A contingent liability is an expense your company may or may not have to pay. The expense or liability is contingent on something that hasn’t happened yet but that might happen. In many cases, the situation is out of your control.
If you use accrual based accounting, you should include these expenses in your financial records. As a reminder, accrual based accounting is where you record income and expenses when you seal the deal. You don’t wait until you actually receive or spend the cash like you do with cash-based accounting.
With contingent liabilities, you basically have to guess whether or not something is going to happen. You also have to estimate how much the expense is going to be. To record contingent liabilities, you should debit the relevant expense account and note a credit in your accounts payable. This creates the liability on your books and recognizes the expense in the current period.
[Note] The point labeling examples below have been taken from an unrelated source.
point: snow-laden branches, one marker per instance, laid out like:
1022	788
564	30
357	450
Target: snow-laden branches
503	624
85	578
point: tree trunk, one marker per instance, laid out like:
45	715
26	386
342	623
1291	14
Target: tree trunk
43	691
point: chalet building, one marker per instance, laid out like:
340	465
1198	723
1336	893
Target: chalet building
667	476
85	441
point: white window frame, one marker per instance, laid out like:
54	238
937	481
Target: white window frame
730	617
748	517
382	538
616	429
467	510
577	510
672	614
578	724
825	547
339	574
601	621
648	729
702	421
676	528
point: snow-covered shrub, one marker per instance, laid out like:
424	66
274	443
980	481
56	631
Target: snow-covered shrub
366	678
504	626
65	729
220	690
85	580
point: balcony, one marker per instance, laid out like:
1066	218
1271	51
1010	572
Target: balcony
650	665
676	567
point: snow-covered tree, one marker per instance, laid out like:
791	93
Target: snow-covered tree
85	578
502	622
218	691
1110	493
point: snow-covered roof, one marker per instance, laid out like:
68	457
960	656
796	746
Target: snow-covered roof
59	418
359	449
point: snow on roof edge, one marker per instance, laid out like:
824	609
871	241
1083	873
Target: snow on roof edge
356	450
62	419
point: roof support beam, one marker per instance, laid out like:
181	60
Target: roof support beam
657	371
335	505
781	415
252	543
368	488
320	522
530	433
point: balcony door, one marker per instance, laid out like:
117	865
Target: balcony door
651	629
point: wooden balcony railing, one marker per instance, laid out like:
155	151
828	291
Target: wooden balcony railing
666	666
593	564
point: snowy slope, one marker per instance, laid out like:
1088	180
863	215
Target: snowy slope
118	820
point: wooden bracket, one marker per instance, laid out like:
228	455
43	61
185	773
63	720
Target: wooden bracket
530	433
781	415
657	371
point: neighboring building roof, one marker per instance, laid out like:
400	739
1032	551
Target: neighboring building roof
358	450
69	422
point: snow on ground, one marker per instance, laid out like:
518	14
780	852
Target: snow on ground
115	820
A common example of a contingent liability is a warranty. If you sell a product with a warranty, you might have additional expenses in the future if your customers take you up on your offer to fix or replace the product. You don’t know upfront whether or not your clients are going to use the warranty, but to be on the safe side, you should estimate these expenses and include them in your records.
Another common situation for contingent liabilities involves lawsuits or legal proceedings. The final result of a proceeding is not known during the case, but you still need to estimate the financial impact on your business. To do that, you should note likely settlements or payouts in your records.
Including contingent liabilities in your financial records creates a more accurate picture of your company’s finances. Individuals outside of your company, such as lenders, find your records more accurate and relevant. Plus, when you record contingent liabilities, you can also make better decisions because you have a better picture of what’s likely to happen.